Now that sequestration has taken effect, what does that mean financially?  Bottom line, you will see a 2% decrease in the 80% amount Medicare will pay.

The reduction applies to the amount Medicare will actually pay to the provider - AFTER - the appropriate deductible or copayment has been calculated. So, if the allowable is $100.00, the co-payment is 20% or $20.  Medicare's payment was - pre-sequestration - $80.00 (80% of the allowable less any deductible).

NOW, post-sequestration, the $80.00 will be reduced by 2% ($1.60). So instead of the Medicare payment being $80.00, it will be $78.40. Unfortunately, providers are not authorized to collect the sequester related reduction from the patient.  CPB handles this adjustment automatically for you. The patient (or secondary insurance) will still owe the full $20.00 (20%) co-insurance amount.  If the pt has no 2% insurance, it can be collected during the office visit. 

If anyone needs to know the monthly average amount of Medicare payments or has any questions, contact Rich. 



Aetna Well Visits

Aetna has some plans that only pay for 1 Well Visit every 24 months (not 12 months) for members age 7 (yes, seven!) and older. You may want to check the member's plan before providing this service if the member is age 7 or older. If you are using our eligibility checking option in our Scheduler, you may find it there - if Aetna put it there.

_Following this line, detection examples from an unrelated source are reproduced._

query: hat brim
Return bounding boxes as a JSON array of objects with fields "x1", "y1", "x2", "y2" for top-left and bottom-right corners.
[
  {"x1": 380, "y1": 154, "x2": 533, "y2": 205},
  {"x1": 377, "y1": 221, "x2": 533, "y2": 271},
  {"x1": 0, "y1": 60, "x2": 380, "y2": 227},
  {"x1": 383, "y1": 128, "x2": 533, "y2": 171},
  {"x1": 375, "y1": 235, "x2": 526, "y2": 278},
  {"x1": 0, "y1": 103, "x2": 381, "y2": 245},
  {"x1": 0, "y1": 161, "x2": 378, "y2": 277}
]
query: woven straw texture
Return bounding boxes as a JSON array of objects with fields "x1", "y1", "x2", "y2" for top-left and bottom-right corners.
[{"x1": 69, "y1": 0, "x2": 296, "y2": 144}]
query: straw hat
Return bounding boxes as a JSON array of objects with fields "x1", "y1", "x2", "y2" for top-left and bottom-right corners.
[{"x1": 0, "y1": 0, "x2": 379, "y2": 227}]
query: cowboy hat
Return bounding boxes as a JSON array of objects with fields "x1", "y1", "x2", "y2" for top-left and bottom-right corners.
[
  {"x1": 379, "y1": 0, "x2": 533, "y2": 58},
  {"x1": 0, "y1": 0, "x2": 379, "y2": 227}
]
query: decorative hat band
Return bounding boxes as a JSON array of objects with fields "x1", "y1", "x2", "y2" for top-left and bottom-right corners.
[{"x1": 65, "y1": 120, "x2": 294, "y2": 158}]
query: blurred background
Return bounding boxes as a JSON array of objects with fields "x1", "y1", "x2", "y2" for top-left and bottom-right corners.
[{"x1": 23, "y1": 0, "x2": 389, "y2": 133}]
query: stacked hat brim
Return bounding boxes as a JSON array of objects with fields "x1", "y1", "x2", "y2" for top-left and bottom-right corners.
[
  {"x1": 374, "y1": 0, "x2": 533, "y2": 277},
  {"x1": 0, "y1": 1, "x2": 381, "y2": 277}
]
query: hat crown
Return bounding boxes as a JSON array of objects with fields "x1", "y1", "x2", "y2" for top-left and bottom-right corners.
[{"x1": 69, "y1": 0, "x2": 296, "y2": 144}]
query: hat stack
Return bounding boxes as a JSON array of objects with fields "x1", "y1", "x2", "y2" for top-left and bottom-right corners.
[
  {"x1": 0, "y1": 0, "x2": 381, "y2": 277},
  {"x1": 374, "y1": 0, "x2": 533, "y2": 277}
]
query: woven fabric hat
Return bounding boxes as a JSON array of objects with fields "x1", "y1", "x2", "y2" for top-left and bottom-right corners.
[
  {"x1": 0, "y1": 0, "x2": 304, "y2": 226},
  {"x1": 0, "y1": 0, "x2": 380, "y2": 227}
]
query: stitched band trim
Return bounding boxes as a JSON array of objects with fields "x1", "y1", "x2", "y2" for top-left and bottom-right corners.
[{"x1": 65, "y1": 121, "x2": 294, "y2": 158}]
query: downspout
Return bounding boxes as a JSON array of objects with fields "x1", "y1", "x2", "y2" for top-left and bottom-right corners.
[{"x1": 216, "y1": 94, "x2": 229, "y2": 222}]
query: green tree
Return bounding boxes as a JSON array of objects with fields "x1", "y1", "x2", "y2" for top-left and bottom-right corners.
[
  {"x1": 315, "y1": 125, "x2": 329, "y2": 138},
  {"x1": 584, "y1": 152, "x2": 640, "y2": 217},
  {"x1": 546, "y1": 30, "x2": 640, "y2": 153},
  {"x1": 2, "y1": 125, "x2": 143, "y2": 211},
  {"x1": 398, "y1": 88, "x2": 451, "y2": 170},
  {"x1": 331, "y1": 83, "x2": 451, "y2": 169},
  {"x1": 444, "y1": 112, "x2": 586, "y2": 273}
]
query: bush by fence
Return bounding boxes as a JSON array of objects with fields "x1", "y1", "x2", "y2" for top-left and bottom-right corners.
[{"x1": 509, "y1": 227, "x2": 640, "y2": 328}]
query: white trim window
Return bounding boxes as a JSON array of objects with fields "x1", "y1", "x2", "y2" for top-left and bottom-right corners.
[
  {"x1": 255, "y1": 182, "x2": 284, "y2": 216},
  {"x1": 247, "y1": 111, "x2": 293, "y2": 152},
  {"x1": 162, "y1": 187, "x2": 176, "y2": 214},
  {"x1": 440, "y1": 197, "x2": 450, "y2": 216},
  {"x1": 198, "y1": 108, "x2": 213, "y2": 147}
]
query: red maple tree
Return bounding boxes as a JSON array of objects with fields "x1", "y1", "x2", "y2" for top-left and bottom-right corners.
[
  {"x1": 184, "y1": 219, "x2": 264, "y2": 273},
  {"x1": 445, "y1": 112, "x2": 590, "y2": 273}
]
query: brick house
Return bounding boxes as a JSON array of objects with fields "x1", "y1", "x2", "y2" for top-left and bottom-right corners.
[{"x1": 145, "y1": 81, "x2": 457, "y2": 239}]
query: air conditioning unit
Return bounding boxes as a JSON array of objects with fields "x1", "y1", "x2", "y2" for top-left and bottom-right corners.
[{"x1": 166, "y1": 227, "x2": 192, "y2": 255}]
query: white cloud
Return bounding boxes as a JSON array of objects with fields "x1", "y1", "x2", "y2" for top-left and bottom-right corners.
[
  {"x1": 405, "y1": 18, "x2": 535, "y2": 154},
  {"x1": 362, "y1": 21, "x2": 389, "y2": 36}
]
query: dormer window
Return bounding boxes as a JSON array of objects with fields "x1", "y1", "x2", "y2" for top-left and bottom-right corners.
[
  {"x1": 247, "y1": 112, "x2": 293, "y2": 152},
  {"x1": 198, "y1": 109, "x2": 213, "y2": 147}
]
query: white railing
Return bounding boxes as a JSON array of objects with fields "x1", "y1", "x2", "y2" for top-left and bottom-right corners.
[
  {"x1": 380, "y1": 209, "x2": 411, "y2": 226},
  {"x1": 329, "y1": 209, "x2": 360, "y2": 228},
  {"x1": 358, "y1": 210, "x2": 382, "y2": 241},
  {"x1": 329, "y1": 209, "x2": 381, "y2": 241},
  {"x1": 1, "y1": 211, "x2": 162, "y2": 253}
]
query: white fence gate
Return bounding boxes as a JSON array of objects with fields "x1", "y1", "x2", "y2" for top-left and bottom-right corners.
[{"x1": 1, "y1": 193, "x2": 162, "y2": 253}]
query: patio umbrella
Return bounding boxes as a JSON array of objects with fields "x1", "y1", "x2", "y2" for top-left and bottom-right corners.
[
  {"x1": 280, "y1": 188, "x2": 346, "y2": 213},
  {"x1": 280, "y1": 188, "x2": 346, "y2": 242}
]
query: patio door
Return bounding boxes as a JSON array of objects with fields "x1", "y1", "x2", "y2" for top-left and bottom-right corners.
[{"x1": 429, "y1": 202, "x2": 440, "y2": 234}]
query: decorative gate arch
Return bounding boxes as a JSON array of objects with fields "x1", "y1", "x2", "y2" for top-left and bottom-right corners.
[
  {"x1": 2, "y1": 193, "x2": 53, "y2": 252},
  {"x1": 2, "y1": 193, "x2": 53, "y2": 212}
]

How to Avoid PECOS Ordering Physician Denials

Medicare "blinked" again for "technical reasons." They will not turn the edits on effective May 1, 2013.

Transitional care management codes 99495 & 99496


So far, only Medicare & Horizon will pay. Aetna does not. Horizon & Medicare are allowing the same amount: 99495 = $176.73 & 99496 = $249.06.



FAQ's from CMS:


What date of service should be used on the claim?

The 30-day period for the TCM service begins on the day of discharge and continues for the next 29 days. The reported date of service should be the 30th day. Ex. Patient is discharged on April 5. DOS will be May 4th. The Place of Service is wherever the Face-to-Face service occurred (office, nursing home, etc.).


If a patient is discharged on Monday at 4:30, does Monday count as the first business day and then Tuesday as the second business day, meaning that the communication must occur by close of business on Tuesday? Or, would the provider have until the end of the day on Wednesday?

In the scenario described, the practitioner must communicate with the patient by the end of the day on Wednesday, the second business day following the day of discharge.


If the patient is readmitted in the 30-day period, can TCM still be reported?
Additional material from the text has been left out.